Governor's Advisors Killed Health Care Exchange for Political Cover

Oregon’s former Gov. John Kitzhaber (D) and his lover Cylvia Hayes became targets of a state and federal criminal investigation after engaging in what appears to be a clear pattern of corruption when environmental groups, including ones associated with billionaire Tom Steyer, used Hayes to direct state funds and policy for their benefit.

Senate Environment and Public Works Chairman Jim Inhofe described the situation as a “violation of public trust by the Oregon state officials,” noting “we have far-left foundations funneling significant funds to an environmental group to orchestrate this type of activism without any public disclosure.” Most legal observers believe Kitzhaber and Hayes will be facing criminal charges in the near future.

While the episode is well known and has well covered by the media, but newly released emails suggest that Kitzhaber’s political team was deeply engaged in another scandal, one that was even more costly to the taxpayers.

When ObamaCare passed and federal funds began flowing to states willing to establish their own version of the federal exchange, Oregon was one of the first in line. Even before the state’s portal was up and running, the brain-trust running Portland began putting television ads on the air that made the state the laughing stock of the late night talk show circuit.

With pressure building and facing re-election, Kitzhaber put his political team in charge of overseeing the exchange. Fearing a public relations disaster, Kitzhaber’s advisors decided to pull the plug on the state’s ObamaCare website. Whistleblowers contend the site was operational and just needed to be run through a series of beta and testing phases. The decision was the equivalent of burning $305 million of taxpayer money all to cover their political behinds.

This has gotten the attention of Rep.
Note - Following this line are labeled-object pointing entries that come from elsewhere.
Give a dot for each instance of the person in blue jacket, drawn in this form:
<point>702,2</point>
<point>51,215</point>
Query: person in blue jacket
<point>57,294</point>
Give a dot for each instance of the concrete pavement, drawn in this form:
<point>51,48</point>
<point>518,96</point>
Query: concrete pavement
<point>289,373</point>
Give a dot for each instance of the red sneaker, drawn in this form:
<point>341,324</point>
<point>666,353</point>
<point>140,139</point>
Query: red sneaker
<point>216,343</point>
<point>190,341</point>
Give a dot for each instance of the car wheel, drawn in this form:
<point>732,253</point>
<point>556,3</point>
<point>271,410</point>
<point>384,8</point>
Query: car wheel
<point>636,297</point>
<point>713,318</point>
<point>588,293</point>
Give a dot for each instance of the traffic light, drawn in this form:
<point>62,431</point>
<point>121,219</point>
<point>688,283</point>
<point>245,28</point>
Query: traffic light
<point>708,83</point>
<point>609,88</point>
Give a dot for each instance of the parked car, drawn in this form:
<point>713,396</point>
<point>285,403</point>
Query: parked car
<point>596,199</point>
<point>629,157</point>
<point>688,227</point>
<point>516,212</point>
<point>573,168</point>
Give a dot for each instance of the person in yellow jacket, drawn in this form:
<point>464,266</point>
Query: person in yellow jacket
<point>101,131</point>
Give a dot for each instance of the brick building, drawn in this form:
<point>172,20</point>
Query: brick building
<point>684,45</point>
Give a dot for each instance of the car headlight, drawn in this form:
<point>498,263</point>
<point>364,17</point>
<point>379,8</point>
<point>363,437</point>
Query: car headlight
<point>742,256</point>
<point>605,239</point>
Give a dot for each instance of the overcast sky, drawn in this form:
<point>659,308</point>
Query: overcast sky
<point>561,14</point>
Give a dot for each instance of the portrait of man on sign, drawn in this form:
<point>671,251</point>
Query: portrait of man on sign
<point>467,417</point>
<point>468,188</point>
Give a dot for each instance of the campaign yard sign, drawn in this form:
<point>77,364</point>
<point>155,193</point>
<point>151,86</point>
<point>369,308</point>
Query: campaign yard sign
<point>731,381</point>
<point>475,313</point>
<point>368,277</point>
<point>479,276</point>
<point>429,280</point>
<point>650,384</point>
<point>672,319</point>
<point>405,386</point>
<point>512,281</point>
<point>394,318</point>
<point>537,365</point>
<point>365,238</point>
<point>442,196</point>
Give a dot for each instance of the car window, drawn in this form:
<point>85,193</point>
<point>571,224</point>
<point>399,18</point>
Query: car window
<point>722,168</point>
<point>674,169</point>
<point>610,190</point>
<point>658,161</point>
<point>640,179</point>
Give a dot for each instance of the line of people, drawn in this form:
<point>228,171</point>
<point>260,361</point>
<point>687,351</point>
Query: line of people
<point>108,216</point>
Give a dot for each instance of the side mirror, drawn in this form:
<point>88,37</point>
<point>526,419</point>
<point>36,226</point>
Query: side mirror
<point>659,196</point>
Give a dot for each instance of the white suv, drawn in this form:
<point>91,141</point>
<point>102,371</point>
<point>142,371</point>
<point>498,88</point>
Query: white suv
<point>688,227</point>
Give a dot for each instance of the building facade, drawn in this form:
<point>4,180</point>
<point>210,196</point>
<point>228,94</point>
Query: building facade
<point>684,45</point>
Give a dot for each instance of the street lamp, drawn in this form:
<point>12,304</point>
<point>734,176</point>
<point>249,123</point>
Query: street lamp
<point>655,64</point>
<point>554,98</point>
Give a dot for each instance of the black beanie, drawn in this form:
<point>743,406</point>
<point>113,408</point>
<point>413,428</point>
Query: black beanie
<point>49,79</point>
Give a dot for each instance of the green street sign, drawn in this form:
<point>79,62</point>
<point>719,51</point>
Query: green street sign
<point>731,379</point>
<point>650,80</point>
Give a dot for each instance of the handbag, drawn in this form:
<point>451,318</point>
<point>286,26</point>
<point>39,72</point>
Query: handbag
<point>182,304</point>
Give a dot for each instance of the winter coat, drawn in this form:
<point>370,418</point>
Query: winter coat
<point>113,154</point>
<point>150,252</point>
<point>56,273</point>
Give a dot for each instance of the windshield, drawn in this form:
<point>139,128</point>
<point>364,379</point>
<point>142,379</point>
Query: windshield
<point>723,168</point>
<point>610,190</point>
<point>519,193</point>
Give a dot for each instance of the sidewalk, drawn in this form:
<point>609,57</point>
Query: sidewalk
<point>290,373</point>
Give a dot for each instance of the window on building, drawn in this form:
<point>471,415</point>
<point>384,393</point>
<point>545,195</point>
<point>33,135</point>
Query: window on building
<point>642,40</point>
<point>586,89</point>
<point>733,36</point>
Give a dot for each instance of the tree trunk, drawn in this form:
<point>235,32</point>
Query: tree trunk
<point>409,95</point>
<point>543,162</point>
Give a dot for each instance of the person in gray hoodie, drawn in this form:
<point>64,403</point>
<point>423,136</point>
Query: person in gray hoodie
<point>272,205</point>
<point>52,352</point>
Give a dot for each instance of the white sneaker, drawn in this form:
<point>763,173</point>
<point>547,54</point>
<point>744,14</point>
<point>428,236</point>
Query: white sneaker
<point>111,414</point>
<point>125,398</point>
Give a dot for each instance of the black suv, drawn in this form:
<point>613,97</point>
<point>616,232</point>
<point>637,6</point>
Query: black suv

Jason Chaffetz (R-UT) 88%, Chairman of the House Government Oversight Committee. He told the Washington Times “[T]here is a curious crossover between the political and the executive branch in Oregon, and it doesn’t smell right, and it doesn’t look right and there’s a lot of smoke. There are hundreds of millions of dollars that need to be accounted for. It’s highly suspicious, and we intend to get to the bottom of it.”

State and federal prosecutors ought to be looking at the political decisions of Kithaber’s cronies involved in the Oregon Exchange scandal as well.